This week the Bureau of the Fiscal Service, a division of the U.S. Treasury, announced a project to use blockchain for grants to improve transparency. It’s an extension of an existing project which was initiated in 2017.
“By tokenizing relevant grant award information and combining it with grant payment information on the blockchain, we gain a new payment transparency that we couldn’t reach previously without significant and burdensome reporting,” said Craig Fischer, Fiscal Service Supervisory Program Manager.
The project is run with the Office of Financial Innovation and Transformation (FIT) and is supported by Deloitte.

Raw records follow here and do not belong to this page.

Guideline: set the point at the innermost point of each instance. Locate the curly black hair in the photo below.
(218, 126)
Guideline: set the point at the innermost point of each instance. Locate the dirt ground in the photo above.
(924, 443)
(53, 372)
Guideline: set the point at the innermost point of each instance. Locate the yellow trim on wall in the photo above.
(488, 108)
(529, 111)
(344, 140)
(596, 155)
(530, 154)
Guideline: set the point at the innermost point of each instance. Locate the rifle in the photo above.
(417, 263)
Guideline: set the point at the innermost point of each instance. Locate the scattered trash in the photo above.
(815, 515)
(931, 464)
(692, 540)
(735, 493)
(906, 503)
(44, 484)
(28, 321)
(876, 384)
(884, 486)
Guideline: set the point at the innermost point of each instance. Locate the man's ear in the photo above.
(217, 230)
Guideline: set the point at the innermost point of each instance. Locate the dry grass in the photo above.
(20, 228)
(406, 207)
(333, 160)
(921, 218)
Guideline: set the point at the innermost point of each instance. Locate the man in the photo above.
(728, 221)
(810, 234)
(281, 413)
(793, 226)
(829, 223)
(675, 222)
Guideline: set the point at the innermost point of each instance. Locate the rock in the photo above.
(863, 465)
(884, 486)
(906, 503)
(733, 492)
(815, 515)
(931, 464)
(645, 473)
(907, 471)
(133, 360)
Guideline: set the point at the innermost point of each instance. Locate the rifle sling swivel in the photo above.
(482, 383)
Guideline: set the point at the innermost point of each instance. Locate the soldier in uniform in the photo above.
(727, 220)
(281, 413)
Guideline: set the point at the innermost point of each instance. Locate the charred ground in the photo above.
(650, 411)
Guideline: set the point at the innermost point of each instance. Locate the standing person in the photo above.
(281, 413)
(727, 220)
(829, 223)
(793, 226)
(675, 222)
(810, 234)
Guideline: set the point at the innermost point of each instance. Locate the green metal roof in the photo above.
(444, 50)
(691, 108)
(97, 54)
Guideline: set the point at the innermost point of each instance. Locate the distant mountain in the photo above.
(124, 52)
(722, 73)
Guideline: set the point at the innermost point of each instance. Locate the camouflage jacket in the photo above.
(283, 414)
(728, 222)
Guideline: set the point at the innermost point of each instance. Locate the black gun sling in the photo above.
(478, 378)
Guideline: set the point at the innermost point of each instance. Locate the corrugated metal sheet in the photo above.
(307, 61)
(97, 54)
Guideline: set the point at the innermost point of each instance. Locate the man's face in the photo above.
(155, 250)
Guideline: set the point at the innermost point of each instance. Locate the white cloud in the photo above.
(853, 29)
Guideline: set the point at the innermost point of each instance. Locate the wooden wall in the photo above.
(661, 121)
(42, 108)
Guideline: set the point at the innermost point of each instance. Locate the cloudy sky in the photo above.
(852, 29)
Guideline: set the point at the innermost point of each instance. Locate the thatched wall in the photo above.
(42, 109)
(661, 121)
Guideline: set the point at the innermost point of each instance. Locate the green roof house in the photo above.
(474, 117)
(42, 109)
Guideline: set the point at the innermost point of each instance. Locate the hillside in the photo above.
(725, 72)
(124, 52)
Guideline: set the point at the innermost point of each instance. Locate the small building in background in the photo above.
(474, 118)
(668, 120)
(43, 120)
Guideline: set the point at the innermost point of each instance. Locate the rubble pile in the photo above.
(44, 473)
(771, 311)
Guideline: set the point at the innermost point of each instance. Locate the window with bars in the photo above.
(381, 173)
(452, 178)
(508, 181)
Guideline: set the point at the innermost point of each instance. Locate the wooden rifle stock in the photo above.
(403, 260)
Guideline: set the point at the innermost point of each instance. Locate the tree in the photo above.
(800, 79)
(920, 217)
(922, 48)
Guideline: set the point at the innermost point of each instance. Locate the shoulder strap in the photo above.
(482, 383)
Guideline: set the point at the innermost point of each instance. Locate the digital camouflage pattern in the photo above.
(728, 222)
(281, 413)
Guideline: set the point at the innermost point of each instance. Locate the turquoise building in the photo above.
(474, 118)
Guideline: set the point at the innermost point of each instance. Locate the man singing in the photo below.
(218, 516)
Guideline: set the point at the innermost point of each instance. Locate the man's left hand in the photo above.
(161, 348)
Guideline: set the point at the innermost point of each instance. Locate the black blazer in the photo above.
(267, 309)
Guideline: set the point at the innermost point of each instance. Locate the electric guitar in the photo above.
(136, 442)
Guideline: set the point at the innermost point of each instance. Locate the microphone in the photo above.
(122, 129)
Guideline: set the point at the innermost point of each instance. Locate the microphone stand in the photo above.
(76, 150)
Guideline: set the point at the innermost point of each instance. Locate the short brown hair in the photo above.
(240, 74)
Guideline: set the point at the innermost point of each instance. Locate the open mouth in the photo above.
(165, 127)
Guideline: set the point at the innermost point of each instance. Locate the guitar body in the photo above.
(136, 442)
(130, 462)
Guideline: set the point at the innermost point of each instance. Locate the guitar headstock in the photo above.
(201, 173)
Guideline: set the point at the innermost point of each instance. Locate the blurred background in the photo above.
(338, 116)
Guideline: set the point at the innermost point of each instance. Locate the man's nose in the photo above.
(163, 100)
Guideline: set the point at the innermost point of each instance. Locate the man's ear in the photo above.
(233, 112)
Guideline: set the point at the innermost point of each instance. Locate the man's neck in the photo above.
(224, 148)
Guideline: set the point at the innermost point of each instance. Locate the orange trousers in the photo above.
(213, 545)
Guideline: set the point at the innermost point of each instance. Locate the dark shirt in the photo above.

Earlier this year, there was a Proof of Concept run with the National Science Foundation (NSF), which will dispense $8.3 billion in 2020 to fund research in U.S. colleges and universities. That experiment involved a permissioned, enterprise version of Ethereum and collaborated with San Diego State University and Duke University.
The latest six-month phase will look at the functional and legal implications of using blockchain.
One of the issues is that many grants are not direct but instead pass through third parties. So a key aim is to enable the visibility for sub-recipient payments. Simultaneously, it should make it easier for sub-recipients to get paid and at least see where the hold up is.
Some of the figures are an eye-opener. In 2018 grantees returned $20 billion in overpayments to the government. Grant managers spend 40% of their time on compliance, which could be significantly reduced using blockchain. And less than 1% of grant awards are fully consistent with budget data.